EDA

  • Proportion of optional coverage is higher (75% overall and goes to 84% for 1+ employees) in claimed policies than in unclaimed policies(54%)
  • Average public liability for claimed is higher(2.86Million) than for unclaimed (2.48Million)
  • Average Net Premium in Claimed is much higher ($480) than unclaimed ($179). Median_claimed: $212 Median_unclaimed: $93.16
  • Average Commission for claimed is much higher ($240) than unclaimed ($98).
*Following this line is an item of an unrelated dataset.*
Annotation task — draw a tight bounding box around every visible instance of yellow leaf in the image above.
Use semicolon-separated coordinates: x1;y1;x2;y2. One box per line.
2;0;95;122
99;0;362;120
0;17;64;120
Median_claimed: 120.78 median_unclaimed: $54

  • Combinedtrade risk = 1 has much lower proportion in claimed (~9%) than unclaimed (~25%)
  • Combined trade risk = 7 has much higher proportion in claimed(~20%) than unclaimed(~10%). Other combined risk levels have similar distributions in both claimed and unclaimed

Feature Importance

  • The Boruta package in R was used to determine important features
  • Product, Trade 1 Category and Commision Amount were the top 3 most important features identified
  • Other features in the model were selected based on basic insurance business sense and EDA

feature importance

ADS creation

  • Since the proportion of claim incurring policies was very less (~1.4%) in the original data, an ADS was created with claim incurring policies forming 27.2% of the dataset
  • Strata sampling was used for ADS creation
  • Additional calculated fields like Optional_Flag (to indicate if optional coverages opted or not), grouped_total_emp (0,1 or 1+ employees), gross_premium_bucket were created

Model creation

  • Random Forest, Logistic Regression and Gradient Boosting were used to train the model on the training data
  • Product, Transaction Type, Public Liability Limit, Optional Flag, Trade 1 Category, Gross Premium Bucket, Combined Trade Risk Level and Grouped Total Employee were taken as the features in the models
  • Testing accuracies of models built using Random Forest was ~82%, for logistic regression (threshold >0.5) 79.45% and for GBM was 81.6%

Random Forest confusion matrix

## Confusion Matrix and Statistics
## 
##           Reference
## Prediction    0    1
##          0 2475  516
##          1  126  489
##                                           
##                Accuracy : 0.822           
##                  95% CI : (0.8091, 0.8343)
##     No Information Rate : 0.7213          
##     P-Value [Acc > NIR] : < 2.2e-16       
##                                           
##                   Kappa : 0.4973          
##  Mcnemar's Test P-Value : < 2.2e-16       
##                                           
##             Sensitivity : 0.9516          
##             Specificity : 0.4866          
##          Pos Pred Value : 0.8275          
##          Neg Pred Value : 0.7951          
##              Prevalence : 0.7213          
##          Detection Rate : 0.6864          
##    Detection Prevalence : 0.8295          
##       Balanced Accuracy : 0.7191          
##                                           
##        'Positive' Class : 0               
##